Buddington was born November 29, 1890, in Wilmington, Delaware, to Mary Salina Buddington and Osmer G. Buddington. His parents' families had been in Connecticut since the 1600s, and he was descended from men who fought for the United States in the American Revolution. His father was a Baptist minister who supplemented his income by farming crops and raising chickens. In 1895 his mother died; his father later married Ella Turner. In 1904 the family relocated to West Mystic, Connecticut, where the father became the minister at a church in nearby Poquonock Bridge, Connecticut. Arthur Buddington was educated in public schools of Wilmington, Mystic, and Westerly, Rhode Island. In 1908 he graduated from Westerly High School. He then matriculated at Brown University. After an unpleasant year in the liberal arts program, he switched to the sciences. He graduated second in his class in 1912 with a bachelor's degree in geology, chemistry, and physics. He was also elected to Sigma Xi in 1912. After graduating Buddington remained at Brown to earn a master of science degree in 1913, writing a master's thesis on fossiliferousCarboniferousshales that had recently been discovered on College Hill, on which Brown is situated. That same year he enrolled in graduate school at Princeton University to study under Charles Henry Smyth, Jr., who was doing some of the first work in chemical petrology in the United States. Buddington earned his Ph.D. from Princeton in 1916.
Career
After earning his Ph.D. Buddington had a series of brief appointments. He was first a postdoctoral fellow at Princeton, but in 1917 he took a position teaching at Brown. In early 1918, with World War I raging, he returned to Princeton to teach military aerial observation in its aviation ground school. Specifically he taught map-reading, range-finding, and telegraphy. In April he enlisted as a private in the U.S. Army's Signal Corps. He trained briefly as an aerial observer and photo interpreter before being reassigned to the Chemical Warfare Service, where he did research under Richard C. Tolman. He was discharged at war's end in 1919 as a sergeant first class and then returned to Brown once again to teach. Later that year he joined the Geophysical Laboratory of the Carnegie Institution for Science in Washington, D.C. In 1920 Buddington was appointed assistant professor at Princeton, where he remained until retiring in 1959. He put a great emphasis on teaching. Each year he gave a senior-level undergraduate course in petrology and one graduate course in petrology or chemical geology. As chair of the Department of Geology from 1936 to 1950, he built Princeton's reputation in petrology and studies of ore in addition to its traditional strength in paleontology. Harry Hammond Hess and John Tuzo Wilson were among his students. Buddington also had a long association with the U.S. Geological Survey. He spent the summers from 1921 to 1925 producing geologic maps of southeastern Alaska. The summer of 1930 was devoted to mapping Oregon portions of the Cascade Range. In 1943 the USGS appointed him head of what would become a 17-year field project on the iron ores of the northeastern United States. This large collaboration produced some important scientific results and identified several economically compelling ore deposits.

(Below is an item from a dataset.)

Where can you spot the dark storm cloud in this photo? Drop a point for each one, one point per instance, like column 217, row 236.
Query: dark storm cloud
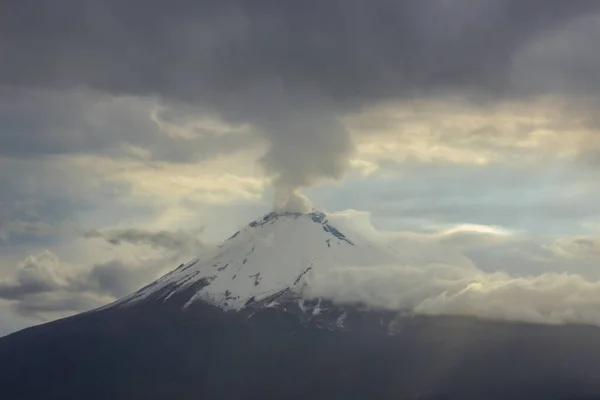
column 217, row 50
column 290, row 68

1942 – President of the Mineralogical Society of America
1943 and 1947 – Vice President of the Geological Society of America
1954–57 – Chairman of the Geology Section of the National Academy of Sciences
Later life and legacy
Despite formally retiring in 1959, Buddington remained active. That same year he was named Elmer Bair Professor of Geology, and he published 23 papers in the following years. He died December 25, 1980, in Quincy, Massachusetts, and was buried in Princeton. Buddingtonite is named in his honor.
Personal life
During his time at the Geophysical Laboratory, Buddington met Jene Elizabeth Muntz, originally of David City, Nebraska. They married in 1924 and remained married until her death in 1975. She played an important role in his field work: he had never learned to drive a car, so she drove him through the Adirondacks. They had one child, a daughter.